The university’s Department of Chemical Engineering & Biotechnology, financially supported by an undisclosed industry backer, will investigate how chocolate can remain solid and retain qualities sought by consumers – when stored in warm climates.
Chocolate for the tropics
Speaking to ConfectioneryNews, Dr Ian Wilson from the Department of Chemical Engineering and Biotechnology, said that as the pace of life and accessibility to commodities increased, the chocolate industry needed to adapt.
“Whereas previously customers might not expect to be able to eat chocolate in the tropics, today there is an expectation of being able to access everything everywhere. So new product principles are required and that's what motivates the funding behind this research,” said Wilson.

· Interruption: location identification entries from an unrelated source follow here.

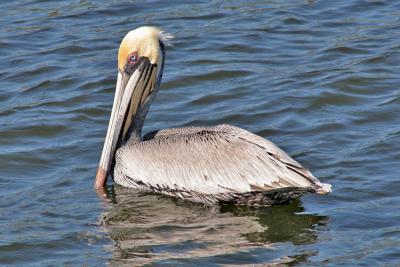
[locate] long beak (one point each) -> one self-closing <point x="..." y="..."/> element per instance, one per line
<point x="129" y="91"/>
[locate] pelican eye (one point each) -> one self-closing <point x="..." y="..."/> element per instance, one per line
<point x="133" y="57"/>
<point x="132" y="62"/>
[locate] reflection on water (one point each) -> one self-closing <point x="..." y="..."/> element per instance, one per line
<point x="151" y="228"/>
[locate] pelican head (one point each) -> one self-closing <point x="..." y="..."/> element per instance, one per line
<point x="140" y="65"/>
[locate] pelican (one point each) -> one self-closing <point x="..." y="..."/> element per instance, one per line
<point x="218" y="164"/>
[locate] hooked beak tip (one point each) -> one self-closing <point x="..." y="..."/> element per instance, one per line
<point x="101" y="178"/>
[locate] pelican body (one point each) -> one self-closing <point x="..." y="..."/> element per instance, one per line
<point x="215" y="164"/>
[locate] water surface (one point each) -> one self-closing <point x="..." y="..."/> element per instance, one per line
<point x="318" y="78"/>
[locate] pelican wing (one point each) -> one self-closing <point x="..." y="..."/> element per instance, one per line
<point x="222" y="161"/>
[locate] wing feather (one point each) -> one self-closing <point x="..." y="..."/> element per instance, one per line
<point x="209" y="160"/>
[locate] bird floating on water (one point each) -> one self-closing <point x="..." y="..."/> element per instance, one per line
<point x="209" y="165"/>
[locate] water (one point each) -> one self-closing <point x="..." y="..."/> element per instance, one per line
<point x="318" y="78"/>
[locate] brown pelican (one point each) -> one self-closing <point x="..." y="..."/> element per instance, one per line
<point x="215" y="164"/>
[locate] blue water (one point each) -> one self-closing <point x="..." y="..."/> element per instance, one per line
<point x="318" y="78"/>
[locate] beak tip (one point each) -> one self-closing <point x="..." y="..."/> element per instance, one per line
<point x="101" y="178"/>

“The project’s aims are to understand how chocolate - which is a complex multiphase material from a scientific perspective - can be made to retain its shape and product qualities when stored at warmer temperatures. The project will explore the underpinning science,” he continued.
Not a ‘Doctorate of Chocolate’
The university is offering an industrial, fully-funded 3.5-year multidisciplinary PhD studentship to EU nationals who are willing to study the fundamentals of heat-stable chocolate.

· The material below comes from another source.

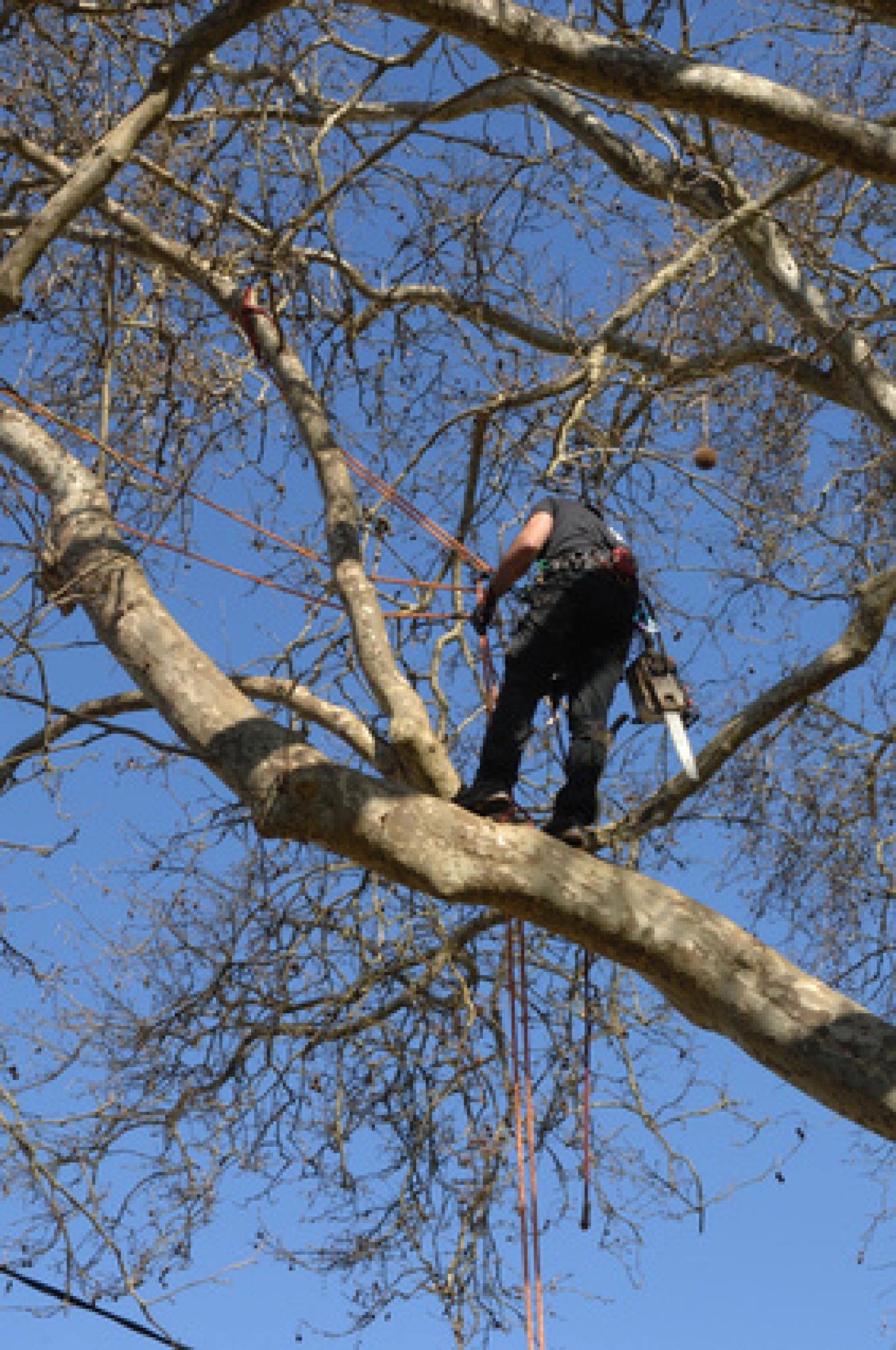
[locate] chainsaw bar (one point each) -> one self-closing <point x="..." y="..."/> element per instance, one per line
<point x="682" y="745"/>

“There are many scientific learnings too, in combining the chemistry of non-covalent bonding, aspects of crystallization and soft solids (rheology and soil mechanics) in this project. This is not a ‘Doctorate of Chocolate’ but a PhD in complex materials science and engineering,” said Wilson.

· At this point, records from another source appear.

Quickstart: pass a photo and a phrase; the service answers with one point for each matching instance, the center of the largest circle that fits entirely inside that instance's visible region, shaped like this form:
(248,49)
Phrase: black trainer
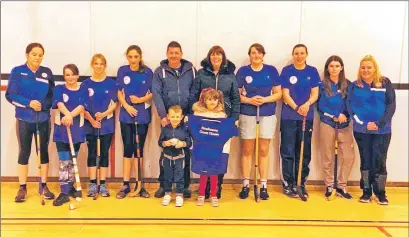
(61,199)
(47,193)
(381,199)
(123,192)
(219,191)
(187,193)
(74,193)
(365,198)
(328,192)
(21,195)
(289,191)
(244,192)
(143,193)
(160,193)
(264,194)
(304,191)
(342,192)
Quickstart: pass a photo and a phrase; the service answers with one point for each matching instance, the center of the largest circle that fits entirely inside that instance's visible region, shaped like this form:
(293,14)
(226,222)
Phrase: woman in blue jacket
(217,73)
(371,104)
(334,115)
(30,90)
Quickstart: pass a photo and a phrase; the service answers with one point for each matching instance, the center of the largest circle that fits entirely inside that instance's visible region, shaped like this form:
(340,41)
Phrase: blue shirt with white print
(253,83)
(24,86)
(137,83)
(300,83)
(333,105)
(100,95)
(71,99)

Mondelēz International-owned Cadbury filed a patent for temperature tolerant chocolate in November 2012 that involved re-refining chocolate after the conching step. Nestlé filed its own patent shortly afterwards in which little or no sugar or polyols were added to the chocolate core and instead humectant liquids were added to a “tropicalized shell” for the product.
This year, Mars developed its own method, which involved adding a polyol - preferably glycerin - and a thermal structuring component such as dextrose to the formulation.
Backer has existing technology
The project sponsor of Cambridge’s new chocolate research has existing technology in this field, but when asked who was financing the research, Penrose said that the University was “not able to disclose this information”.
“The principal investigator on this work is my colleague [University of Cambridge’s Reader in Chemical Engineering] Dr Ian Wilson,” Professor Nigel K.H. Slater, Head of the Chemical Engineering Department, told ConfectioneryNews.
Wilson is actively engaged in the Paste, Particle and Polymer Processing group that studies soft solids and surfaces with particular applications in the food, pharma and chemicals industries. The group’s ongoing projects, among others, include the rheology of bubbly liquids in cake batters.
The experimental chocolate project will start on January 2015 and it will employ methods from a range of engineering and physical science disciplines.